How to Write a Great Query Letter

Many authors approach writing a book proposal or query letter with as much nail-biting nervousness as a marriage proposal. Like any serious relationship, writing a book is an investment that requires commitment, hard work, and the occasional pint of ice cream to help get you through the rough patches. After all that, you don’t want to botch the proposal. Asking an agent to help publish your book is not something to half-ass. Luckily, we have some tips to coach you through the query-writing process to help you land those nine little words: “I do think your book is worth my time.”

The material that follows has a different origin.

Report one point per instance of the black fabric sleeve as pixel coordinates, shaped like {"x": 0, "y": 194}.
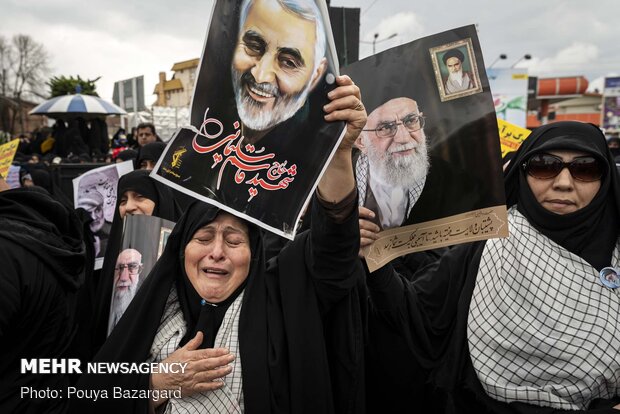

Do Agents Actually Read Proposals and Queries?

Yes! Agents are always on the lookout for new talent. But they only respond to queries that pique their interest. To increase your chance of rising to the top of the pile, be sure to do your homework, read the agent’s website, and follow their guidelines. Send your proposal/letter to the appropriate agent. Some agents don’t work with fiction. Others specialize in cat mysteries or historical sagas about lusty barbarians. Peruse agency websites to help narrow down your list of potential agents that are right for your book.

Book Proposal or Query Letter?

If your book is nonfiction, then you will need to supply a proposal of 5–50 pages summarizing the book you plan to write. Did you catch that? You do not need to have written the whole book before sending a proposal. We’ll save the nitty-gritty details for another post, but in a nutshell, a book proposal should include an overview of the book’s contents, a section outlining the marketing plan, a description of the target audience, an analysis of competitive titles in the marketplace, a brief author biography, and a writing sample of the book’s content.

If you’ve written a book of fiction, then a query letter is in order. Write the book; then send the letter. Do not send a query letter until you’ve prepared a completed manuscript. And by “completed” we mean the best, most polished version you can possibly produce. This is no place for drafts.

How Do I Write a Query Letter?

A query letter is a one-page cover letter describing you and your book. It should include a well-crafted hook and marketing angle, a concise summary of the plot, and a flattering bio about yourself—in one page. This may feel as daunting as fitting a life-size ship into a bottle. But fear not, we’re here to help. Behold our three-paragraph formula to draft the perfect letter:

Paragraph One: The Hook

Introduce your book with an intriguing, succinct description of what your book is about. This is your elevator pitch. Boil your book down to its very essence, no matter how complicated the plot line, the depth of the historical framework, or the variety of scintillating characters. Here’s an example:

The Kite Runner An epic tale of fathers and sons, of friendship and betrayal, that takes us from Afghanistan in the final days of the monarchy to the atrocities of the present.

If you’re still feeling stumped, try using what agentquery.com calls the “when” formula: “When such and such event happens, your main character—a descriptive adjective, age, professional occupation—must confront further conflict and triumph in his or her own special way.” Example:

The Corrections When family patriarch Alfred Lambert enters his final decline, his wife and three adult children must face the failures, secrets, and long-buried hurts that haunt them as a family if they are to make the corrections that each desperately needs.

Paragraph Two: The Synopsis

What’s harder than writing a 400-page novel? Summarizing it in 150 words. So go pour yourself a stiff drink and wrestle it out. Then ask a spouse, a friend, an editor, or writing colleague to read it and critique it. Ask yourself and other people these questions: 1) Does it stay true to the story line? 2) Is it compelling to the reader? 3) Is it concise? The back covers of your favorite books can serve as good inspiration. Once you’ve written your synopsis, go back and revise, trim, and edit until you have 150 words.

Paragraph Three: The Bio

Phew! It’s smooth sailing from here. Now just tell the agent a little about yourself. Highlight your professional successes and credentials. Never been published? Didn’t earn a schmancy MFA? Haven’t won a literary award? No worries—at least your bio will be short, which will save room for your plot synopsis. If you have hobbies or experience relevant to your subject matter, mention them. If your scuba-diving hero spends most of the book braving the perils of deep-sea exploration, and you happen to be a marine biologist and certified scuba diver, include that. But don’t just throw that stuff in there for the sake of sounding cool. Finally, do you have a blog or other social-media platform that relates to your writing? Mention it. If you don’t, start one!

Your Closing

End your letter by thanking the agent for her time and consideration and, if you’re a fiction writer, let her know you have a full manuscript available upon request. Follow up once and only once if you receive no response. Give it a couple weeks in case the agent is behind on her e-mail. If you still don’t hear anything, move on.

Want to read an actual query letter before you write one? Check out examples at www.agentquery.com. Or, read Your Novel Proposal: From Creation to Contract by Blythe Camenson and Marshall J. Cook.